More than 120 years ago at the International Congress of Mathematicians, German mathematician David Hilbert presented a list of 23 then-unsolved problems. Since then, mathematicians the world over have worked to solve them. Today, Lei Wu is tackling the sixth on the list.

Hilbert’s sixth problem seeks to axiomatize the branches of physics in which mathematics are prevalent, says Wu, an assistant professor of mathematics. In other words, he is attempting to reveal their inherent truth.

“It tries to put physics into a solid mathematical foundation,” he explains. “If you just use a few basic laws like Newton's laws or some basic quantum mechanics laws to describe all the other phenomena … you need to justify whether this is really possible or just somehow an illusion. So, from the mathematical side, we want to rigorously justify: Yeah, this is doable.”

Take as an example kinetic theory, which attempts to describe the dynamics of a large number of particles in a space. A researcher can utilize several mathematical approaches to understand the behavior of these particles. Depending on the particular scenario, some methods are better than others, says Wu. He wants to help researchers choose.
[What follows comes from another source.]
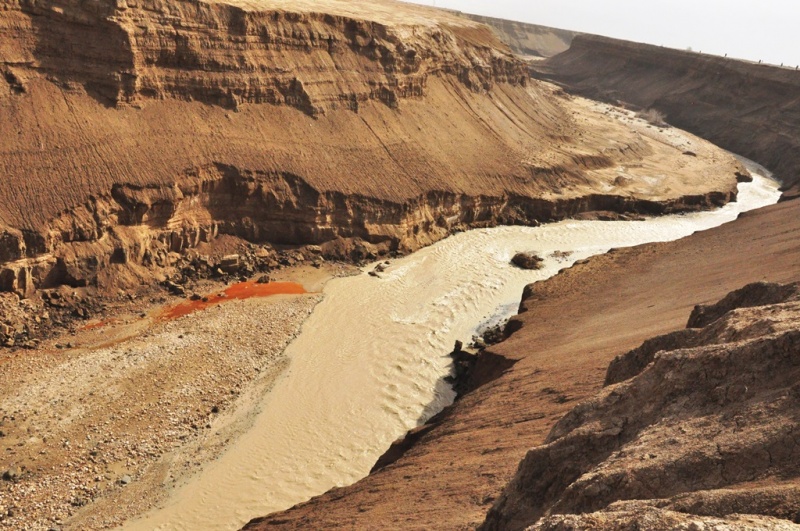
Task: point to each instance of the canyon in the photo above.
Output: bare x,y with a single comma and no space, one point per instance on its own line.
183,121
154,149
One approach, he says, is Newton’s second law, through which a scientist might track the position and the velocity of each particle of air in a room. However, a micro-scale model with such large numbers would require a supercomputer, and the size of the room could determine that even a supercomputer might not be the answer: “It looks good, but it's not practical,” says Wu.

Another possible approach is the use of thermodynamics or fluid mechanics, which focus on factors such as temperature, pressure and velocity to find a statistical average of the properties, rather than focusing on the behavior of a single particle. This type of macro-scale modeling, however, might not be precise enough.

Kinetic theory invites the question of how to connect the two approaches: Do they describe the same thing? Is it possible that just one is correct? Wu seeks to identify the criterion a researcher can follow to determine under which regime, or circumstance, to use which approach. He focuses on how to study this problem in a bounded domain—that is, when the particles in question come into contact with a natural barrier, such as water filling a drinking glass, flows of air particles passing an airplane wing or neutrons colliding in a nuclear reactor.

“We want to study this kind of phenomenon and give a quantitative description of what happened exactly,” he explains. This helps him justify which approach is better for a particular situation.

The right decision matters. Levels of difficulty vary. Computers used for numerical simulations come with time and memory costs that depend on the chosen model. A researcher ultimately should choose the most proper and precise approach possible, says Wu.

“If we use fluid dynamics … and then we know that it is already precise enough in certain regimes, then just use it. We don't need other more precise models. But when in a different regime, we say, well, the kinetic equation is more proper … then you have to choose that. Although it is very difficult, it is still the more precise one. We want to tell you which regime you should use to be more economic and to be more efficient,” he explains.

This work is funded by the National Science Foundation.